A: The initial inspiration
for the book was China itself, which I first visited in 2007. Though I’d lived
in New York City for several years, I found myself entirely unprepared for the
scale and energy of cities like Beijing and Shanghai, utterly amazed by their
speed and intensity and size.
I knew that I couldn’t write
about China as any kind of insider, but I also knew that part of what I wanted
to capture was the shock of outsiderness that hits a new visitor.
So I decided the book should
be narrated by an American who has never been to China and doesn’t really
understand it. It felt honest to write out of that sense of confusion and awe
and distress.
What took me some time to
figure out was a story I could tell that would be able to collect together the
aspects of China I was so interested in.
I settled on a political
junket because it allowed my characters a great deal of motivated movement
through the country, as well as a glimpse of China’s political workings, at the
processes that were driving all this upheaval.
Q: The book paints a grim
picture of politicians, both in the U.S. and China. What inspired your main
characters, and why did you decide to focus on corruption as one of the themes
in the book?
A: The more I read about
China, particularly with regards to its urban development, the more it became
clear that much that was happening in these cities was happening through a
mostly secret, and often deeply corrupt, political process.
Ordinary residents were
being, quite literally, bulldozed out of centuries-old homes in Beijing, and
the dislocation in Shanghai was just as staggering.
Sometimes whole neighborhoods
would be destroyed but the building project slated for the site would be so spectacularly
corrupted by developers and government officials that what would be left was
just a hole in the ground or a few empty buildings.
But this is an old story, and
not just a Chinese problem—if you look at any comparable project in the United
States, like the building of the railroads, you encounter corruption and deception
every bit as awful.
A few people in positions of
power get spectacularly rich and a lot of other people suffer—that seems to me
the essence of corruption.
I spent plenty of time
reading court papers about American congressmen and senators who’ve been
prosecuted on corruption charges, and most of those stories are so shameless
and stupid that they’d be scarcely believable in fiction—readers would dismiss
it as cliché. And yet, it’s all true: the money in freezers, the golf junkets,
the shady business associates.
Our political system has
plenty of virtues the current Chinese system lacks, but no one has a monopoly on
corruption.
Americans are very quick to
acknowledge a rigged election abroad or something as hilariously corrupt as the
infrastructure building in, say, Russia before the Sochi Olympics. But when it
comes to our own politicians, we still treat it as a problem of the corrupt
individual, and are slow to recognize the systemic nature of the fraud.

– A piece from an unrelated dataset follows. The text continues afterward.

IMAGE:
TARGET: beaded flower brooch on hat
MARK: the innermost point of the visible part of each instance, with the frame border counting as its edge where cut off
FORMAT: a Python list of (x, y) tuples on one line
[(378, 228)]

I wanted the novel to show
characters embroiled in a system that can defeat even well-meaning impulses.
Q: On a somewhat related
note, the novel also highlights the dynamics between powerful bosses and those
who work for them. Why did you choose to include that as an important topic?
A: There was a time in my
mid-twenties in New York City when it seemed all my close friends were assistants
to vaguely tyrannical (or actually tyrannical) bosses. And this was true across
industries—in finance, in the arts, in politics.
You can tell an immense
amount about a person by how they treat the people they’re not obligated to be
nice to, and horrid boss behavior struck me as a mark of low character that
would be useful for a novel. The assistant role is also interesting because the
boundaries blur so quickly and professional responsibilities bleed into
personal ones.
So, I used the experience of
certain friends, and I also read memoirs by people who had been assistants to
powerful people. (Chairman Mao’s personal doctor, for example, wrote an
outstanding one called The Private Life of Chairman Mao.)
As it happens, I had a very
close friend who worked for a long time as an assistant to a congressman—though
I want to be very clear that the man he worked for was a more decent person
than the congressman I invented.
Q: Did you know how the book
would end before you started writing, or did you make many changes as you went
along?
A: The very end of the
book—the last chapter—stayed more or less the same across drafts. I knew where
I needed the character to end up and I had a sense very early on of where his
own corruption and complicity would finally lead him. It takes a long time for
the narrator to finally correct his own self-image and acknowledge in some way what
he’s done.
But while the last chapter
never changed much, the events that lead the narrator to his final
self-reckoning, especially the events from the middle section of the book
onward, changed nearly constantly. It was a difficult process. I was still
finalizing and rewriting fairly large changes until very late in the editing
process.
Q: What are you working on
now?
A: The novel I’m working on
now will sound much different than Last Days in Shanghai, but it’s more a
geographic departure than a thematic one.
I grew up along the
California-Mexico border, and I’m finally starting to write about the towns and
communities that are separated by that international line.
I can’t say too much about it
yet, just from superstition on my part, but I will say it continues my interest
in corruption and accommodation in chaotic places.